Issue No. 02 - Feb. (2016 vol. 42)
Sira Vegas , Escuela Técnica Superior de Ingenieros Informáticos, Universidad Politécnica de Madrid, Boadilla del Monte, Madrid, Spain
Cecilia Apa , Instituto de Computación, Facultad de Ingeniería, Montevideo, Uruguay
Natalia Juristo , Escuela Técnica Superior de Ingenieros Informáticos, Universidad Politécnica de Madrid, Boadilla del Monte, Madrid, Spain
In experiments with crossover design subjects apply more than one treatment. Crossover designs are widespread in software engineering experimentation: they require fewer subjects and control the variability among subjects. However, some researchers disapprove of crossover designs. The main criticisms are: the carryover threat and its troublesome analysis. Carryover is the persistence of the effect of one treatment when another treatment is applied later. It may invalidate the results of an experiment. Additionally, crossover designs are often not properly designed and/or analysed, limiting the validity of the results. In this paper, we aim to make SE researchers aware of the perils of crossover experiments and provide risk avoidance good practices.
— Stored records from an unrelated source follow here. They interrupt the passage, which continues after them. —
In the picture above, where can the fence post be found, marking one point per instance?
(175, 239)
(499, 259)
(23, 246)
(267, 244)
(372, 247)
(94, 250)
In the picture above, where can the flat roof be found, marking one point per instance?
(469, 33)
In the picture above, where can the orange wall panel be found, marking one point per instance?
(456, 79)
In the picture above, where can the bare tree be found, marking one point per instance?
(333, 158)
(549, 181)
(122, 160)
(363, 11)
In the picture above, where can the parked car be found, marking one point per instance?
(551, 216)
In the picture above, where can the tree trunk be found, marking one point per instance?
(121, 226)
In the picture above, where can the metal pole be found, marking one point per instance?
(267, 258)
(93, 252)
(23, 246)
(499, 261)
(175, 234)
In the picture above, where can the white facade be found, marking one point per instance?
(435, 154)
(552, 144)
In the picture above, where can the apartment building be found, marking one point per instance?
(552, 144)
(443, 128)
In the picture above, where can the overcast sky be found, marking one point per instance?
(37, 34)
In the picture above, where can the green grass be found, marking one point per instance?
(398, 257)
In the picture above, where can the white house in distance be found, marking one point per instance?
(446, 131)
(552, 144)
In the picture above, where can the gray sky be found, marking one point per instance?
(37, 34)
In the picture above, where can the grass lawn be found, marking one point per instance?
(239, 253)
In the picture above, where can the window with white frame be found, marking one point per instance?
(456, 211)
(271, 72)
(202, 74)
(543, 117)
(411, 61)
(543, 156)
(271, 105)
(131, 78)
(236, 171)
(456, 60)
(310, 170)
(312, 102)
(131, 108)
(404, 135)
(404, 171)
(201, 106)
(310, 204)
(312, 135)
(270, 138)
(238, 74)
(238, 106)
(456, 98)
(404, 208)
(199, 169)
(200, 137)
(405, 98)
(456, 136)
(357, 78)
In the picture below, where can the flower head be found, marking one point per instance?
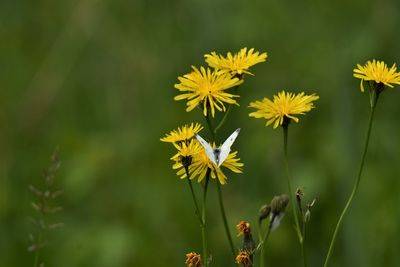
(236, 64)
(378, 72)
(201, 164)
(243, 258)
(243, 227)
(182, 134)
(284, 106)
(193, 260)
(186, 153)
(206, 88)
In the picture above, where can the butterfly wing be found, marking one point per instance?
(208, 148)
(226, 147)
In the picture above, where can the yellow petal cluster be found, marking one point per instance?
(378, 72)
(201, 164)
(284, 105)
(193, 260)
(236, 64)
(192, 154)
(183, 133)
(207, 88)
(243, 258)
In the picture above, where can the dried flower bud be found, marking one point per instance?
(299, 194)
(193, 260)
(243, 258)
(264, 212)
(307, 215)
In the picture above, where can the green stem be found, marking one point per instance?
(356, 183)
(221, 205)
(300, 236)
(39, 241)
(203, 219)
(303, 249)
(222, 122)
(263, 241)
(197, 211)
(210, 127)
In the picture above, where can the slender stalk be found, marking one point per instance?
(303, 249)
(222, 122)
(37, 252)
(210, 127)
(222, 208)
(203, 219)
(196, 206)
(263, 241)
(260, 238)
(356, 182)
(293, 204)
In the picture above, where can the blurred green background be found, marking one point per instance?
(96, 78)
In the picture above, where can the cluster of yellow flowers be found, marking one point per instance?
(208, 88)
(192, 160)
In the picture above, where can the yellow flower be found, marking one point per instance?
(243, 228)
(193, 260)
(378, 72)
(206, 88)
(201, 164)
(186, 152)
(183, 133)
(284, 105)
(243, 258)
(237, 64)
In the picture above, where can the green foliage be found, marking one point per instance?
(96, 78)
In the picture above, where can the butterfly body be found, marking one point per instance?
(218, 155)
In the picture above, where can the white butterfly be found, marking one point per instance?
(218, 155)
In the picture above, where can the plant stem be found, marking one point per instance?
(263, 241)
(210, 127)
(300, 236)
(222, 208)
(203, 219)
(356, 183)
(303, 249)
(222, 122)
(39, 241)
(197, 211)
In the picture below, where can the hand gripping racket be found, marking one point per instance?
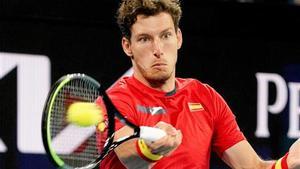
(73, 146)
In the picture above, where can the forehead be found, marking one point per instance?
(152, 24)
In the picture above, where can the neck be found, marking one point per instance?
(165, 85)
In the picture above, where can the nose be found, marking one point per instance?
(157, 48)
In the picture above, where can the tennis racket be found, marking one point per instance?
(83, 147)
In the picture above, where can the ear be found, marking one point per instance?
(126, 47)
(179, 38)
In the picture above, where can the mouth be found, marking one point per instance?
(159, 65)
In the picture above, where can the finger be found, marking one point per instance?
(168, 128)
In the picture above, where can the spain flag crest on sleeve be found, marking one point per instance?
(195, 107)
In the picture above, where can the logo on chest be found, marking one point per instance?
(195, 107)
(151, 110)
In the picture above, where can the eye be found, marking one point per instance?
(167, 35)
(143, 39)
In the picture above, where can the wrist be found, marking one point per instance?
(145, 152)
(281, 163)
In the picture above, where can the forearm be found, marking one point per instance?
(129, 157)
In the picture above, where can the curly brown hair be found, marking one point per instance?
(130, 9)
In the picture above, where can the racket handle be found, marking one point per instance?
(151, 133)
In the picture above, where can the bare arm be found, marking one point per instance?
(128, 155)
(242, 156)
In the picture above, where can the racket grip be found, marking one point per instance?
(151, 133)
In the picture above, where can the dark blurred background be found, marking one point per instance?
(226, 43)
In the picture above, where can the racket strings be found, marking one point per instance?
(86, 152)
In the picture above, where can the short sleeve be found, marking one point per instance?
(226, 130)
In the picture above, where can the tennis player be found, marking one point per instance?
(195, 117)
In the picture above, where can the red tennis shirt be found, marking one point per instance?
(205, 120)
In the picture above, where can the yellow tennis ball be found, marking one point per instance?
(84, 114)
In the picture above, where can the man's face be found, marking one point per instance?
(153, 47)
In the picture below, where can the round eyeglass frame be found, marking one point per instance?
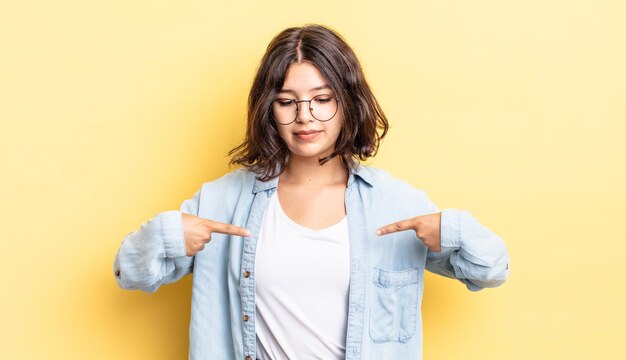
(310, 109)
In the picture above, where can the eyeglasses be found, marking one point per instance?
(323, 107)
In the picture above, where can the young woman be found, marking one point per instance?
(302, 253)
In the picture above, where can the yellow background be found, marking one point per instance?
(113, 111)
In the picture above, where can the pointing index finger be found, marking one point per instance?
(228, 229)
(395, 227)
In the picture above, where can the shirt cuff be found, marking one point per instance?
(173, 234)
(450, 229)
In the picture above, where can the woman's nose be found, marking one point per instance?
(304, 112)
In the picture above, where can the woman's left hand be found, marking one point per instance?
(426, 227)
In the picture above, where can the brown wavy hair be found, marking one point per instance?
(364, 123)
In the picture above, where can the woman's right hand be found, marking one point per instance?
(198, 232)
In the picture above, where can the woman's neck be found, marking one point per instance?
(308, 171)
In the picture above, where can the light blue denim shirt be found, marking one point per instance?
(386, 272)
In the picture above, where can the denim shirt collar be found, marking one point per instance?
(360, 172)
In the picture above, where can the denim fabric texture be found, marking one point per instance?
(386, 272)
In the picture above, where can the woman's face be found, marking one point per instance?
(307, 137)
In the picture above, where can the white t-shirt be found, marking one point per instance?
(302, 282)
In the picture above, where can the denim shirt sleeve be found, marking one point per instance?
(470, 252)
(155, 254)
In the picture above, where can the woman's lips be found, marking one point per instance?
(307, 135)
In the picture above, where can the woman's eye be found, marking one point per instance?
(285, 102)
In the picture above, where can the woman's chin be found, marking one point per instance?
(308, 153)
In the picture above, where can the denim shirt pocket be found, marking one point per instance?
(393, 313)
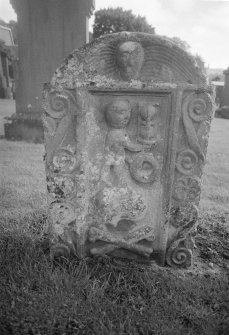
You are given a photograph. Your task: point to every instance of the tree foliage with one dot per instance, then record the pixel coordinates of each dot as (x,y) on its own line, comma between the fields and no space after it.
(112,20)
(14,28)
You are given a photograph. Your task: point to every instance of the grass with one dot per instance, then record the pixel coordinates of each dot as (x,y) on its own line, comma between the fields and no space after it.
(108,296)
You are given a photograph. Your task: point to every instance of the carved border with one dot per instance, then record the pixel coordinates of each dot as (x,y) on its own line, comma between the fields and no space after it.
(197,108)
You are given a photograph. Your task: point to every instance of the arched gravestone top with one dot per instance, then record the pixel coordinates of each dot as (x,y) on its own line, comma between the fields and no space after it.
(154,59)
(126,122)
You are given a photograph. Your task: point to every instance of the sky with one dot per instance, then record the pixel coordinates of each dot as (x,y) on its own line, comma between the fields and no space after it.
(203,24)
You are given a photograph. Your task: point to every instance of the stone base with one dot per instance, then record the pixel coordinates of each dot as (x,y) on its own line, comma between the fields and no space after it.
(24,127)
(222,112)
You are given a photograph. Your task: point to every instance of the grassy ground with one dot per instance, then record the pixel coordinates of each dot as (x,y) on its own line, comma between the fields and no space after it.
(109,297)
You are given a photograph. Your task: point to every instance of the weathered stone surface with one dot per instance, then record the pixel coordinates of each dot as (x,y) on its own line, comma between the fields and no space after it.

We study how another discipline (medicine) runs crossover experiments. We review the SE literature and discuss which good practices tend not to be adhered to, giving advice on how they should be applied in SE experiments. We illustrate the concepts discussed analysing a crossover experiment that we have run. We conclude that crossover experiments can yield valid results, provided they are properly designed and analysed, and that, if correctly addressed, carryover is no worse than other validity threats.
Software engineering, Animals, Atmospheric measurements, Particle measurements, Psychology, US Government agencies, Information processing
S. Vegas, C. Apa and N. Juristo, "Crossover Designs in Software Engineering Experiments: Benefits and Perils," in IEEE Transactions on Software Engineering, vol. 42, no. 2, pp. 120-135, 2016.